Originally created 09/22/03

Committee seeks fix for prison crowding

When the Augusta Commission's Finance Committee meets today, it's expected to discuss what to do with its rapidly growing prison population.

Officials and commissioners might have to decide whether to spend more money on fixing up the older downtown Walton Way jail or expand the rapidly filling, 5-year-old facility on the south side's Phinizy Road.

Officially called the Augusta-Richmond County Detention Center, the Phinizy Road prison was once deemed the solution to overcrowding at the downtown site. It has done that job well, officials say, but is now regularly over capacity.

Capt. Chester Huffman, who is in charge of the medium-security facility, said expanding the Phinizy Road facility is easier than making the repairs needed for the downtown jail.

Unlike the aging, towerlike jail at 401 Walton Way, the Phinizy Road complex has a lot of room - 52 acres - to expand, with a linear construction that uses sealed-off sections or pods.

"That's the way to go," Capt. Huffman said. "Building up is a dead end."

The 401 Walton Way jail "lasted 10 or 15 years, and look at the millions of dollars we've put into that place," he said.

Phinizy Road expansion might be funded under Augusta-Richmond County's proposed special purpose local option sales tax, which could provide $9 million for two new pods that can contain 304 beds, Capt. Huffman said.

That $9 million is part of a proposed $100 million package for public facilities improvements in Augusta, which also include new fire stations, a new judicial center and an exhibition and trade center.

A memorandum from Augusta's Public Works and Engineering says the city has three options to deal with the downtown facility:

  • Complete repairs as they're needed until funds are gone.
  • Find additional money to complete all the required repairs.
  • Not complete any of the repairs and move the jail functions elsewhere.
  • Such choices are expected to be discussed when officials meet today.

    The Phinizy Road prison, opened in 1998 and designed to house 556 inmates, had an average daily inmate population of 572 in July. The August average was 550, Capt. Huffman said, and one daily figure for September had 569 inmates listed.

    Reacting to the overcrowding problem, prison officials have issued bedding that new inmates sleep on - on the floor, he said.

    Some of the cells in the all-male inmate units have enough space to house the extra inmates comfortably, but the women's pod - designed for only 84 female inmates - has mostly small cells designed for one inmate.

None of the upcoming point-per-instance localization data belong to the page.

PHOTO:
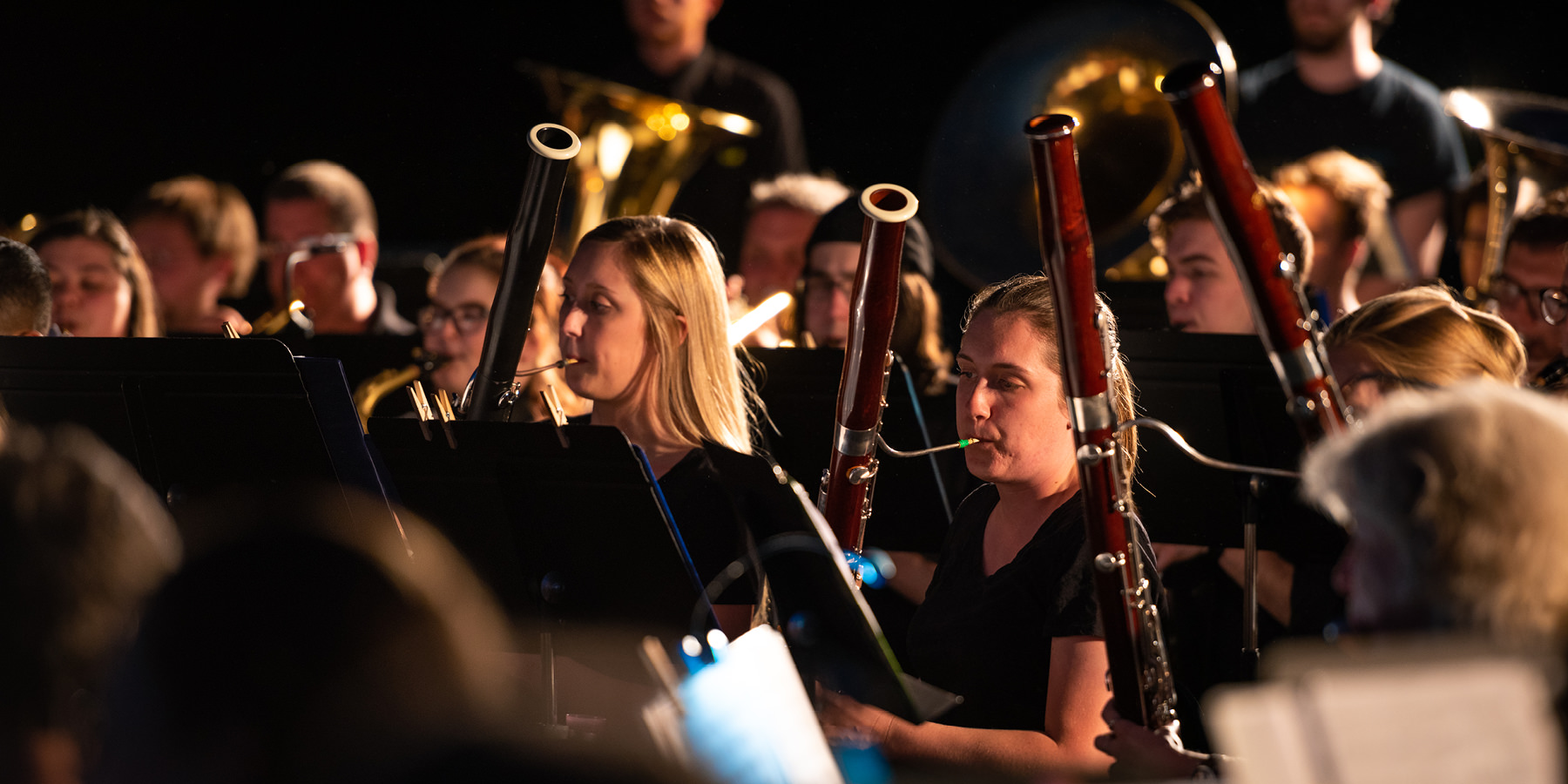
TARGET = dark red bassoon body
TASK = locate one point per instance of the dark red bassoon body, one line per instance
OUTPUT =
(1240, 215)
(846, 488)
(1134, 643)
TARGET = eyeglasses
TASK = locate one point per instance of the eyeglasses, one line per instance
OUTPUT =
(823, 286)
(1554, 306)
(1509, 292)
(466, 319)
(309, 247)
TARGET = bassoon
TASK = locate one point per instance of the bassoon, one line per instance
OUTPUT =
(846, 499)
(493, 392)
(1140, 676)
(1240, 213)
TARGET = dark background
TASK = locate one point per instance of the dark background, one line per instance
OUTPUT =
(425, 104)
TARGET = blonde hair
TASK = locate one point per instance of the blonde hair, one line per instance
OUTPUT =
(674, 270)
(1031, 298)
(347, 199)
(1355, 186)
(217, 217)
(1471, 482)
(1423, 335)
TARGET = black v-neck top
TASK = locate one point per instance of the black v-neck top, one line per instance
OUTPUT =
(988, 637)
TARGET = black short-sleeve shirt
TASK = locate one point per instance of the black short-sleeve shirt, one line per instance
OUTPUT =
(709, 527)
(988, 637)
(1395, 119)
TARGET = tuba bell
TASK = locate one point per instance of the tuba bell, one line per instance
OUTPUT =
(637, 148)
(1099, 63)
(1526, 145)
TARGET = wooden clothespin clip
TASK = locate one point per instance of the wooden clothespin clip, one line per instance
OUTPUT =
(444, 411)
(552, 403)
(416, 394)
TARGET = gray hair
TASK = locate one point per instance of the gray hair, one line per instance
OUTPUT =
(1471, 482)
(803, 192)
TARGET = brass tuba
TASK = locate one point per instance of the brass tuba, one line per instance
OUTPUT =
(1099, 63)
(637, 148)
(1526, 143)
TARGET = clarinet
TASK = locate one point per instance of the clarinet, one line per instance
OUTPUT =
(1288, 327)
(846, 497)
(1142, 687)
(493, 391)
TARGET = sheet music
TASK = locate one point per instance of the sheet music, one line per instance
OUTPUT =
(1485, 720)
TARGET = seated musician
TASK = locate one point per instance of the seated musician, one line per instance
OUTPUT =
(454, 323)
(1532, 266)
(784, 211)
(1419, 339)
(199, 242)
(1203, 292)
(99, 282)
(1338, 196)
(321, 211)
(1010, 619)
(831, 260)
(643, 321)
(24, 290)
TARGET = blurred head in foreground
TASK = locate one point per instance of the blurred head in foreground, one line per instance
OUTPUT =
(1454, 501)
(82, 543)
(309, 642)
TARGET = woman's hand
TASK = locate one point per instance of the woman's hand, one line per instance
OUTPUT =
(842, 717)
(1142, 753)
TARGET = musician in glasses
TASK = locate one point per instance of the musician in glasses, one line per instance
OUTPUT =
(1532, 264)
(321, 243)
(1419, 339)
(454, 323)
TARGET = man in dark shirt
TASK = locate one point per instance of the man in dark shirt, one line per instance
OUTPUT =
(1335, 91)
(674, 60)
(321, 217)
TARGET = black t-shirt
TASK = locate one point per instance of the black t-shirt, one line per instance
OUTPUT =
(719, 192)
(988, 637)
(1395, 119)
(706, 517)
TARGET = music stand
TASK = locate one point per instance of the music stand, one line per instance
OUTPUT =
(562, 533)
(831, 632)
(193, 415)
(909, 504)
(1222, 394)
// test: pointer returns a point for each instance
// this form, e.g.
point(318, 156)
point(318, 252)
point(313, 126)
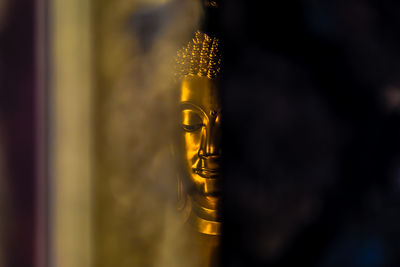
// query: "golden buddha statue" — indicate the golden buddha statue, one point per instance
point(198, 69)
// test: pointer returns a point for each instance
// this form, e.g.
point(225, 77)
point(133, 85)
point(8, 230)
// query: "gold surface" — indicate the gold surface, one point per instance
point(71, 158)
point(201, 125)
point(200, 57)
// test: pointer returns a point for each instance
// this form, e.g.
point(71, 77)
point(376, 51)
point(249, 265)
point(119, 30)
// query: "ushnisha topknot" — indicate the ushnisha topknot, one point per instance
point(200, 57)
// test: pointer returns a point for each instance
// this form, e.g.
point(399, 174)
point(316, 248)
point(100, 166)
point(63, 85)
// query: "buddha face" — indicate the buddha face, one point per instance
point(201, 115)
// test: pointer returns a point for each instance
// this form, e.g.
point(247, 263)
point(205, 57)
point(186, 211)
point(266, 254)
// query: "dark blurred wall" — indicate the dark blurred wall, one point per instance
point(17, 118)
point(311, 126)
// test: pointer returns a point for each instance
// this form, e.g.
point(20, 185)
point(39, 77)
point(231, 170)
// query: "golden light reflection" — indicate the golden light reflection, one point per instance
point(201, 127)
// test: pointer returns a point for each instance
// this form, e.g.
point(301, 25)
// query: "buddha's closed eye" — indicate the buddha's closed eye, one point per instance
point(191, 121)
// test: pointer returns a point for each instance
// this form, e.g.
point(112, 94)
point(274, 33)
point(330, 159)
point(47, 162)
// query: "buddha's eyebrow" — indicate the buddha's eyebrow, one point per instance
point(190, 105)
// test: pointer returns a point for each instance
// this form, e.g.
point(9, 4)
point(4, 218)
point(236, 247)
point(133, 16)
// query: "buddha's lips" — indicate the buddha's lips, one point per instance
point(206, 173)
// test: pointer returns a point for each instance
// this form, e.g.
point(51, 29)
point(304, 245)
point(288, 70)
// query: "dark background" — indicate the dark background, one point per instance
point(18, 133)
point(311, 129)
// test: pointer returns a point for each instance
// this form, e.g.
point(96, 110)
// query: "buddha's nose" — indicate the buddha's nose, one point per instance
point(210, 142)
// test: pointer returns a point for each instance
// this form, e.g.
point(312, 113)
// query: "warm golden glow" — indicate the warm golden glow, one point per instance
point(201, 126)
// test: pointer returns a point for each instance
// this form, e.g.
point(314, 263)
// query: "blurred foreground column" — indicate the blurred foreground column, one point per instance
point(70, 127)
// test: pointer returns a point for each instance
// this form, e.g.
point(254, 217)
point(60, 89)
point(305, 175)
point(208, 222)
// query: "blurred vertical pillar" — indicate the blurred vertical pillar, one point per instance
point(71, 133)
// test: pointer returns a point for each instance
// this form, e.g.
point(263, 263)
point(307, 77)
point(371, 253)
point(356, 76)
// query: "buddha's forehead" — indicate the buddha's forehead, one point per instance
point(200, 91)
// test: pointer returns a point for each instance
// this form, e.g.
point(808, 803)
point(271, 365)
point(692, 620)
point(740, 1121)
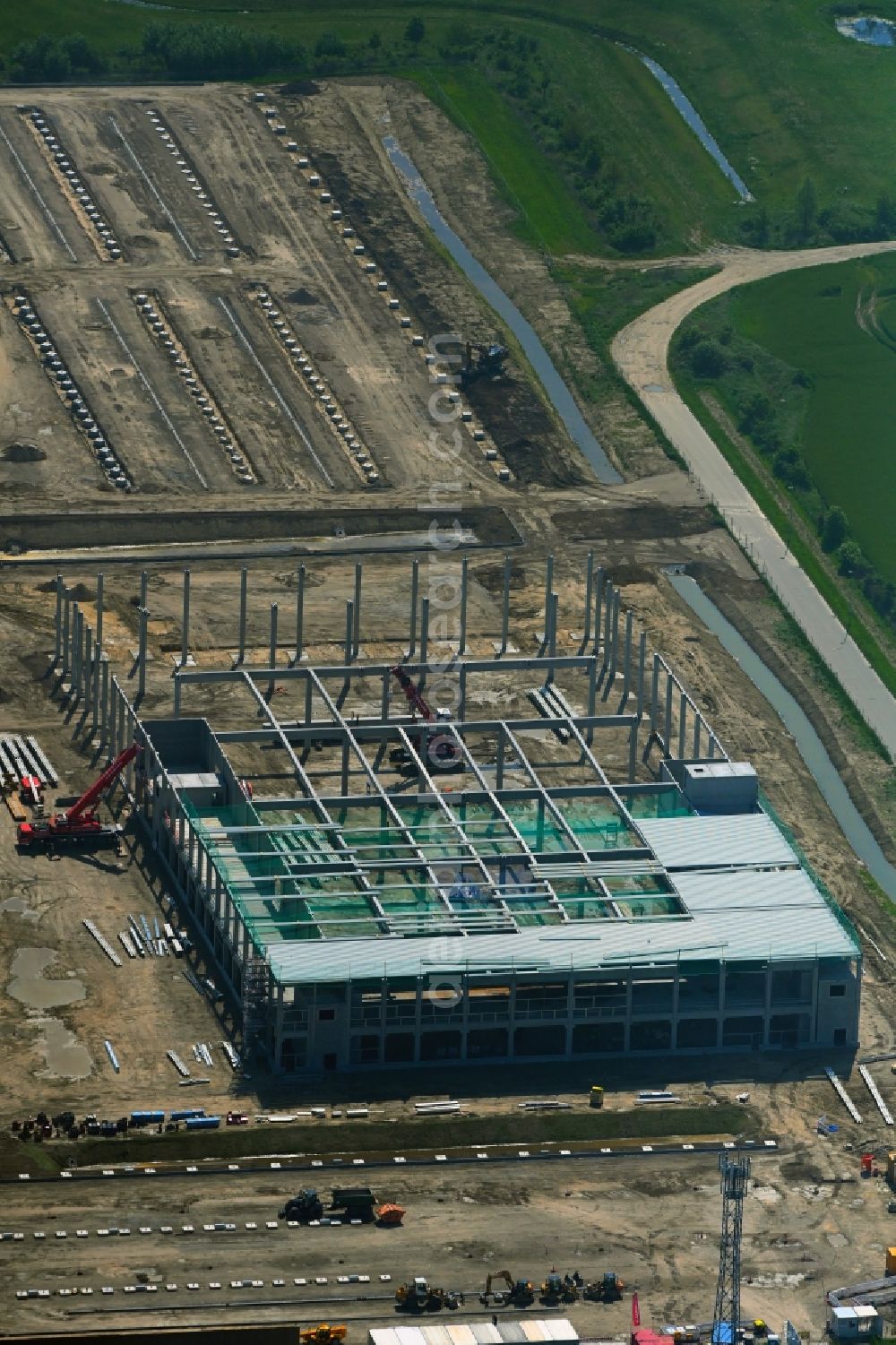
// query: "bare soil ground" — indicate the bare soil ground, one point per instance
point(652, 1221)
point(809, 1224)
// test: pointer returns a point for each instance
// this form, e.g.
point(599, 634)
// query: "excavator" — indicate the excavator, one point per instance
point(606, 1290)
point(520, 1293)
point(421, 1297)
point(558, 1289)
point(78, 824)
point(482, 362)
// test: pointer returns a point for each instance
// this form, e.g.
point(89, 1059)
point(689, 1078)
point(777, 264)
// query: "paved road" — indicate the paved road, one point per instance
point(641, 353)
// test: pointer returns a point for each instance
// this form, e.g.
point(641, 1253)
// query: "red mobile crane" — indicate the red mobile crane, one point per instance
point(416, 700)
point(80, 823)
point(442, 749)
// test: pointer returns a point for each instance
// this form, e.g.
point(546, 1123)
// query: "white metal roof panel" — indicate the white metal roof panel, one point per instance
point(759, 928)
point(436, 1333)
point(561, 1329)
point(383, 1336)
point(485, 1333)
point(459, 1334)
point(748, 889)
point(512, 1333)
point(750, 840)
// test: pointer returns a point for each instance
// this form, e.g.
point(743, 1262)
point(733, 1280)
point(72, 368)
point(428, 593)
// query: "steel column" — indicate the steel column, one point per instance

    Most of the inmates at Phinizy Road are waiting for trials, but quite a few have been sentenced and are waiting for cells in the state prison system, Capt. Huffman said.

    "About 100 to 150 state-sentenced felons are waiting on the state to pick them up, based on their bed space," he said.

    The state has crowding problems of its own.

    With the budget for the Georgia Corrections Department tightening, construction of new prisons running into delays, and some centers shutting down, nearly 98 percent of the state's prison system is full, Morris News Service reported earlier this summer.

    More than 500 vacant job positions were axed, and $30 million from the state's $957 million budget for the state prison system was cut to help eliminate a nearly $700 million state budget deficit.

    The state expects 1,000 inmates to be added to the system during the next year.

    Because the Georgia Corrections Department is giving priority to other prisons with worse crowding, Capt. Huffman said, and because Richmond County is no longer under federal scrutiny for its jail conditions, the county is no longer on the priority list for moving inmates.

    "At least the state is giving us a couple of dollars a day," he said, but would not specify the amount.

    The overcrowding provides another indicator of close-quarters pressure - fights.

    "When there's more inmates living in the same area, there's more tensions that come up," Capt. Huffman said.

    He said 125 fights occurred in the medium-security prison between January and the end of July. With August's figure added, the number jumps to 152.

    In at least 37 cases, medical treatment was required for jailers, he said. No jailer was seriously injured.

    Arguments can start over anything. "The TV set is a subject of many a disagreement," Capt. Huffman said.


    As the inmate population of the Phinizy Road jail increases, the jail is becoming more crowded, leading to more fights. Relief could be on the way with the proposed special purpose local option sales tax, which might add more than 300 beds to the south Augusta facility.